The Dog Crusoe and his Master | Page 4

Robert Michael Ballantyne
looked at the ground and shook his head.
Joe was one of the regular out-and-out backwoods hunters, both in appearance and in fact--broad, tall, massive, lion-like,--gifted with the hunting, stalking, running, and trail--following powers of the savage, and with a superabundance of the shooting and fighting powers, the daring and dash of the Anglo-Saxon. He was grave, too seldom smiled, and rarely laughed. His expression almost at all times was a compound of seriousness and good-humour. With the rifle he was a good, steady shot; but by no means a "crack" one. His ball never failed to hit, but it often failed to kill.
After meditating a few seconds, Joe Blunt again shook his head, and muttered to himself; "The boy's bold enough, but he's too reckless for a hunter. There was no need for that yell, now--none at all."
Having uttered this sagacious remark, he threw his rifle into the hollow of his left arm, turned round, and strode off with a long, slow step towards his own cottage.
Blunt was an American by birth, but of Irish extraction, and to an attentive ear there was a faint echo of the brogue in his tone, which seemed to have been handed down to him as a threadbare and almost worn-out heirloom.
Poor Crusoe was singed almost naked. His wretched tail seemed little better than a piece of wire filed off to a point, and he vented his misery in piteous squeaks as the sympathetic Varley confided him tenderly to the care of his mother. How Fan managed to cure him no one can tell, but cure him she did, for, in the course of a few weeks, Crusoe was as well, and sleek, and fat as ever.
CHAPTER TWO.
A SHOOTING MATCH AND ITS CONSEQUENCES--NEW FRIENDS INTRODUCED TO THE READER--CRUSOE AND HIS MOTHER CHANGE MASTERS.
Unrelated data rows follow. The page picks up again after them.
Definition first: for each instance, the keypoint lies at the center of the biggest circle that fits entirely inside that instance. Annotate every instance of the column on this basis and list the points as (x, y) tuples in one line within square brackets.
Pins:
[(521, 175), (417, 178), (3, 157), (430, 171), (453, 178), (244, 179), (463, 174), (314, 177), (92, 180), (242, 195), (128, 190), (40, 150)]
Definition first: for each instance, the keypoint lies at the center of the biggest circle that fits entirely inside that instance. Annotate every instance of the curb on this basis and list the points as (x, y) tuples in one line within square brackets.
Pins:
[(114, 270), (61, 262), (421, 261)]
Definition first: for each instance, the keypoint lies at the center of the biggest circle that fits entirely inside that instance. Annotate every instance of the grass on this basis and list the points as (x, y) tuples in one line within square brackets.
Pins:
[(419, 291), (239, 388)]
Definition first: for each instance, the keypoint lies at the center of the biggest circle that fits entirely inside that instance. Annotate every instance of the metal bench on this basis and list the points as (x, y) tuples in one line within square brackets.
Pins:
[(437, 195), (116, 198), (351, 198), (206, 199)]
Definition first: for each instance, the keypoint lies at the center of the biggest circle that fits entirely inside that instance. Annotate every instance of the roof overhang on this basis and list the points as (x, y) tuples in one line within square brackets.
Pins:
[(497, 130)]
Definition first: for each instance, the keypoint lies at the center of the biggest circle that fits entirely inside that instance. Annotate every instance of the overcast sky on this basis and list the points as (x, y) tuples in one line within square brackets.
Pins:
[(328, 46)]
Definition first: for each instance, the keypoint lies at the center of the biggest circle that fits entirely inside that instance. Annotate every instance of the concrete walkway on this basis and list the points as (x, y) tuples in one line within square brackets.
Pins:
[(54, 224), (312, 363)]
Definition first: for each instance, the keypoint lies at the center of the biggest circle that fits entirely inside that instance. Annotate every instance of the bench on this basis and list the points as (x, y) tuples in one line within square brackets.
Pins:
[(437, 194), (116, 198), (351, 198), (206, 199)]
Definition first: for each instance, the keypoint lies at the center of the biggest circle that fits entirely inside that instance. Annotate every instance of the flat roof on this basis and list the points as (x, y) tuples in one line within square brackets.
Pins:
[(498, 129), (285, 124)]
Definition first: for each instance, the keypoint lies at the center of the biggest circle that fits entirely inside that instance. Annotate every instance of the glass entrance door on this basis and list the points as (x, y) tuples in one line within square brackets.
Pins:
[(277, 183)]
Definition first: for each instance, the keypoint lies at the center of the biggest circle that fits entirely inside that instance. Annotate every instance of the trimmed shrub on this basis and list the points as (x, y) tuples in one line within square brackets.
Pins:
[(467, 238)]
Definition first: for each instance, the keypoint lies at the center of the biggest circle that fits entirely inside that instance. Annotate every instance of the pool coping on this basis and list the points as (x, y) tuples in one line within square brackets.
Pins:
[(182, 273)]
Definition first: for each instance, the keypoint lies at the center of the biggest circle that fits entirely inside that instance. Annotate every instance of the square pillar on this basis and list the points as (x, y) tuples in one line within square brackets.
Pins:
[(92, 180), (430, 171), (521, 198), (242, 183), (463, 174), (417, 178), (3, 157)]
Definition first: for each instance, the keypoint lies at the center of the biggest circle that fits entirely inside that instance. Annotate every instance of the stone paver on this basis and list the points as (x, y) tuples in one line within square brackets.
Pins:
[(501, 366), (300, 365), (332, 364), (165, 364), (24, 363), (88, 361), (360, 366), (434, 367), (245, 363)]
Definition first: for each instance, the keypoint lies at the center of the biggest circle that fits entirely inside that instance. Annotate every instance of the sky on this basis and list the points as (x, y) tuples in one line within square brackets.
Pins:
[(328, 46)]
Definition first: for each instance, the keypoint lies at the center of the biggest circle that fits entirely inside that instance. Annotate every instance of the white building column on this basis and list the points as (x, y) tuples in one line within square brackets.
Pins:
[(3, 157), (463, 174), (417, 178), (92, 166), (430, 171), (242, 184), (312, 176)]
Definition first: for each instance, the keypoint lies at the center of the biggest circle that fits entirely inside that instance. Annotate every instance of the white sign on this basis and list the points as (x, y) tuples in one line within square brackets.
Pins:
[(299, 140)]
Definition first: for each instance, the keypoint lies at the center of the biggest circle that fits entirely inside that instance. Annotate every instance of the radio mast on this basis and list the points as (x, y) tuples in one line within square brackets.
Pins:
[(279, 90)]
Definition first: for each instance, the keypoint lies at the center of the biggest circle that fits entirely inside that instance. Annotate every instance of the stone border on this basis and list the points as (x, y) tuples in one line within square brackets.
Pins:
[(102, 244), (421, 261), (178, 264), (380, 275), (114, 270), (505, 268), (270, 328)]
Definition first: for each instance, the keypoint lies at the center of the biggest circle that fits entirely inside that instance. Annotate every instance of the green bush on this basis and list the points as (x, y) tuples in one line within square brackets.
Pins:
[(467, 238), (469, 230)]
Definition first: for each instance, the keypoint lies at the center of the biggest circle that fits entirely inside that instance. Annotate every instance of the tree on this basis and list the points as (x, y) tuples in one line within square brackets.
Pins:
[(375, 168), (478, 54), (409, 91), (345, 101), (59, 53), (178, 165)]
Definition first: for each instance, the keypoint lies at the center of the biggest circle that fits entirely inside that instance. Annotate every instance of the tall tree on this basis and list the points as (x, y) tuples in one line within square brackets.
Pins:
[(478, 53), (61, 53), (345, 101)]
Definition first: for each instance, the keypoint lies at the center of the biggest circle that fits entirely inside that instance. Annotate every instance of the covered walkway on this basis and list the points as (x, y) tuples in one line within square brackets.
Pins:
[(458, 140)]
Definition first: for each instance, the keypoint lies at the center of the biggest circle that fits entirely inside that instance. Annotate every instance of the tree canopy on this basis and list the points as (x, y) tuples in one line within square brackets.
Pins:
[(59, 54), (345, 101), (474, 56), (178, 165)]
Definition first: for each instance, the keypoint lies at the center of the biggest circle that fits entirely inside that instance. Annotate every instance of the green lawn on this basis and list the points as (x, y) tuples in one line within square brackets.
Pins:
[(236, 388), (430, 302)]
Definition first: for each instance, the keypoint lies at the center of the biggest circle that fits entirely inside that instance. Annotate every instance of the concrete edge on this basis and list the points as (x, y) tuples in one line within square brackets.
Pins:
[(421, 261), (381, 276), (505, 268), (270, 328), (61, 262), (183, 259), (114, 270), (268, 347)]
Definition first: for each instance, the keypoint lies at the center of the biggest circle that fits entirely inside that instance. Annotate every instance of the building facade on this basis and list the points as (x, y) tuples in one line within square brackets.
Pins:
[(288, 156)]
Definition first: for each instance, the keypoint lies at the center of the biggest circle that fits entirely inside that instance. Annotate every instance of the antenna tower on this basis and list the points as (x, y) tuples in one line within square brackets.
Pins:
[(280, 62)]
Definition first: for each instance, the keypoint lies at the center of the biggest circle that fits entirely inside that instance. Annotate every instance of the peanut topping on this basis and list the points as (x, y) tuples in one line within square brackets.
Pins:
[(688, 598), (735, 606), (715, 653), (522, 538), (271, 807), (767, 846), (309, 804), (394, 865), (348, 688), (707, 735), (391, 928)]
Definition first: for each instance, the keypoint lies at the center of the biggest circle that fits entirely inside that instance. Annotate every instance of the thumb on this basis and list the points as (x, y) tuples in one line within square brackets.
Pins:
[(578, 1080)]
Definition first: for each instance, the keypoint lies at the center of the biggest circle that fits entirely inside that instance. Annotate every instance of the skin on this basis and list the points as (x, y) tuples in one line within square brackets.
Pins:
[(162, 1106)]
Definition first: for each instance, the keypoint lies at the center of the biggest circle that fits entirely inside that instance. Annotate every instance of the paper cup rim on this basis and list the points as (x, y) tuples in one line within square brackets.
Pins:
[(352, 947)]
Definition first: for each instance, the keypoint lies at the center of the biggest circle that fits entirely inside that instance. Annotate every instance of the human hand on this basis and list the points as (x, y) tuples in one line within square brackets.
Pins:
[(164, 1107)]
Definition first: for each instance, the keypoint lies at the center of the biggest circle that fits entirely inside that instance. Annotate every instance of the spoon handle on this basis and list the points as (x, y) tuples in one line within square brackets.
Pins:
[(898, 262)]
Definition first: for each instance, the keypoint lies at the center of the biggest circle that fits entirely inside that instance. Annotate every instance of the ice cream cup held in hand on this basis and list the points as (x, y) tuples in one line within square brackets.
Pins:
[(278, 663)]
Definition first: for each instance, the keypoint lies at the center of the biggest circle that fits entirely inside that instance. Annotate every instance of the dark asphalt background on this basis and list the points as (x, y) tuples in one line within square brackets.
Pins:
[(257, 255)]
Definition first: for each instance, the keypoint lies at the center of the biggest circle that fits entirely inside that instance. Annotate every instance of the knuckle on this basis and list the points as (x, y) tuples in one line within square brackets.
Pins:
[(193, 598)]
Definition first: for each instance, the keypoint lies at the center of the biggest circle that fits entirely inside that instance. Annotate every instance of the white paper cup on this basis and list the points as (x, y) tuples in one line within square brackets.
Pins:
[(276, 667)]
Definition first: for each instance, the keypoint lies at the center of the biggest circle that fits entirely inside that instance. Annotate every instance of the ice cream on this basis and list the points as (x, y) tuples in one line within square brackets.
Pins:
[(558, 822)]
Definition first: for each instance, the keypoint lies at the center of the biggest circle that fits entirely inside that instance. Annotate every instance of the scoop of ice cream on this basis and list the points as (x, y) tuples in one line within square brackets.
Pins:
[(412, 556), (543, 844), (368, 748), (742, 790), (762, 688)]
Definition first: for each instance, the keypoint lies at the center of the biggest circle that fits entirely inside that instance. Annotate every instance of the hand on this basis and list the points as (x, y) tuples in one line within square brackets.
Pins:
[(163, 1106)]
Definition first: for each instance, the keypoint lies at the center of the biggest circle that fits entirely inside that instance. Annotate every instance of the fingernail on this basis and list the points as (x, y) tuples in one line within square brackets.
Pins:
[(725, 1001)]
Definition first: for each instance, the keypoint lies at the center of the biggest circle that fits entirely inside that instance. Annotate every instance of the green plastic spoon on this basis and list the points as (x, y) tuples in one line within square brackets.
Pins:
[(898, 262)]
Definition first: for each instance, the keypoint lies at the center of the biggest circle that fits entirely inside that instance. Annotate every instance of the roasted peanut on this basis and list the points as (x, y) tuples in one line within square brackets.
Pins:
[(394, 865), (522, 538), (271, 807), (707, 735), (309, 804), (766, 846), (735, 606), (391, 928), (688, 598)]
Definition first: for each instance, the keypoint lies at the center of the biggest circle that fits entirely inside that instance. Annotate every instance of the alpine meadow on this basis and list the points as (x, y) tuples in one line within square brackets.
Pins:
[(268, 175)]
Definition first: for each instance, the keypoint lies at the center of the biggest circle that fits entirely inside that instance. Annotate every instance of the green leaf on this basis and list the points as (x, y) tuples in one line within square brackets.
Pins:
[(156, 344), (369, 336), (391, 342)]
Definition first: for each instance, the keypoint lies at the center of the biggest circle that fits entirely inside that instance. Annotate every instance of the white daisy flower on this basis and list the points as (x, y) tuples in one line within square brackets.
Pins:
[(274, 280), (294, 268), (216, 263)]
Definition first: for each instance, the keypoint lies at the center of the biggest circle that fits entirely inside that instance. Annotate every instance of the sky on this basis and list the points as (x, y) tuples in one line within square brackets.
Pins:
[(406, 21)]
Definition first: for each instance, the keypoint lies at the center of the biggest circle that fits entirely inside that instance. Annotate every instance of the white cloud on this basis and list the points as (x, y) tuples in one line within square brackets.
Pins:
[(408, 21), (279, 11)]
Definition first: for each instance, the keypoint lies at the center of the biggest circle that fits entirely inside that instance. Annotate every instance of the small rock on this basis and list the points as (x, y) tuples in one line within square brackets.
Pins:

Shortly after the incident narrated in the last chapter, the squatters of the Mustang Valley lost their leader. Major Hope suddenly announced his intention of quitting the settlement, and returning to the civilised world. Private matters, he said, required his presence there--matters which he did not choose to speak of but which would prevent his returning again to reside among them. Go he must, and, being a man of determination, go he did; but before going he distributed all his goods and chattels among the settlers. He even gave away his rifle, and Fan, and Crusoe. These last, however, he resolved should go together; and as they were well worth having, he announced that he would give them to the best shot in the valley. He stipulated that the winner should escort him to the nearest settlement eastward, after which he might return with the rifle on his shoulder.
Accordingly, a long level piece of ground on the river's bank, with a perpendicular cliff at the end of it, was selected as the shooting ground, and, on the appointed day, at the appointed hour, the competitors began to assemble.
"Well, lad, first as usual," exclaimed Joe Blunt, as he reached the ground and found Dick Varley there before him.
"I've bin here more than an hour lookin' for a new kind o' flower that Jack Morgan told me he'd seen. And I've found it too. Look here; did you ever see one like it before?"
Blunt leaned his rifle against a tree, and carefully examined the flower.
"Why, yes, I've seed a-many o' them up about the Rocky Mountains, but never one here-away. It seems to have gone lost itself. The last I seed, if I remimber rightly, wos near the head-waters o' the Yellowstone River, it wos--jest where I shot a grizzly bar."
"Was that the bar that gave you the wipe on the cheek?" asked Varley, forgetting the flower in his interest about the bear.
"It was. I put six balls in that bar's carcase, and stuck my knife into its heart ten times afore it gave out; an' it nearly ripped the shirt off my back afore I was done with it."
"I would give my rifle to get a chance at a grizzly!" exclaimed Varley, with a sudden burst of enthusiasm.
"Whoever got it wouldn't have much to brag of," remarked a burly young backwoodsman, as he joined them.
His remark was true, for poor Dick's weapon was but a sorry affair. It missed fire, and it hung fire, and even when it did fire it remained a matter of doubt in its owner's mind whether the slight deviations from the direct line made by his bullets were the result of his or its bad shooting.
Further comment upon it was checked by the arrival of a dozen or more hunters on the scene of action. They were a sturdy set of bronzed, bold, fearless men, and one felt, on looking at them, that they would prove more than a match for several hundreds of Indians in open fight.